Discussion in 'Index Futures' started by Millionaire_Raj, Jul 28, 2021.

  1. Basically i want to do collar positions on US indices E-mini S&P500 futures/cfd with weekly options and i want to know margin requirements for the day trading and overnight positions.
    looking for lowest margin brokers? im a non-US resident
     
  2. destriero

    destriero

    Collaring the index positions, if legs are 1:1, is simply a synthetic bull vertical (short collar; long ES). It doesn't make sense as an overlay, but can be used to lock in some delta.
     
  3. adjustments will be done in collar when required and can close the position earlier which is not possible in bull verticals
     
  4. Girija

    Girija

    Do you ask this question every 3 months ? Looks like you need to search your own archives.
     
  5. destriero

    destriero

    Thanks dude, and that's what I stated. The combined position is a synthetic vertical if the legs are equal in size. The combined position (futures + bear reversal) results in a requirement </= the req on the equivalent bull vertical under SPAN.

    Long futures + bear reversal = bull vertical payoff and req.
     
    Last edited: Jul 28, 2021
    cesfx likes this.
  6. neogene

    neogene

    No one has given a clear solution for you but I went through this shit inside out so I'll save some hassle for you with bittersweet news.

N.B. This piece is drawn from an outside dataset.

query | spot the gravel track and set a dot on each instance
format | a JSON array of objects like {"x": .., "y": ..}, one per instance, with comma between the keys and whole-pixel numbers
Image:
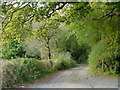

    Simple answer is that no one knows. Very few may know if they understand SPAN calculator offered by the CME exchange, but it's quite complicated because there are too many variables. How far is your strike price? Expiration date? What is delta? How volatile the market is according to CME? How much more margin requirement does your broker wanna add as insurance? And good luck finding that out; brokers consider their own internal marginal requirement a proprietary information so they will never tell you. They will simply say try to order it and it will give you how much your margin will be impacted before you confirm the trade order.

    Also, a weekly expiration may be dangerous in volatile market as well as where your strike price relative to the market. There is a reason why few play this game, even if it can be a good idea. It is very capital intensive and if you buy straight call/put have fun dealing with theta decay.

    In general, I would not recommend flirting with option contracts unless you really know what you're doing or you are being advised by someone who has solid track record of doing it IRL. Leveraged complex securities can be quite punishing to people who donno what they are doing because just as potential profits are highly pronounced, so is the mistakes/losses.
     
  7. destriero

    destriero


    Gibberish. The trade is debit-req when the collar is on. IOW you are long ES at 4400 and you short the 4200/4500 reversal. You are now long the 4200 synthetic call and short the 4500 call. The requirement is some nominal figure (under SPAN)that will be less than the debit on the 4200/4500 call spread, never to exceed the initial debit req (without SPAN).

    You’re an idiot.
     
  8. neogene

    neogene

    We can agree to disagree. I don't think I was replying to you directly because you are mainly concerned with collar strategies which is hedged like vertical spread. You don't have unlimited losses like naked shorts. So it is not as relevant for you.
     
  9. destriero

    destriero

    gene,

    He asked for the margin requirements and lowest margin brokers.

    1) While there is a margin req on the completed-collar, it’s nominally lower than the debit requirement on the vertical spread due to SPAN treatment. So it’s moot. You vomited complete BS.

    2) All overnight positions must conform to SPAN… so his broker question is moot. The broker will treat the position as a vertical whether it’s traded intraday or overnight. In any event, the collar will reduce the haircut to the vertical under SPAN for carried positions. There is an issue with very wide collars/synthetic verts, but it’s beyond the scope of this moronic thread. Regardless, the margin will be marginally less than the cash req on the synthetic vertical spread. Again, there is an exception, but the trader can assume that while SPAN applies a margin figure to the position, it won’t exceed the cash requirement on the synthetic vertical.

    3) The $500 shops don’t let you trade vol. Any $500 shop allowing options would arbitrarily tack on the debit req, thereby deleveraging.

    4) Using weeklies implied that he’s bracketing futures like is offered in CFD shops. Regardless of the intent; the collar transmutes the req from a large variation margin req (maint +/- MTM) to a small debit req (improved under SPAN).

    His question was answered satisfactorily. You don’t have a clue what you’re talking about.
     
    Last edited: Jul 28, 2021
  10. newwurldmn

    newwurldmn

    Can we agree to agree you have no clue what you are talking about?

    This stuff is like chapter 2 of an options book.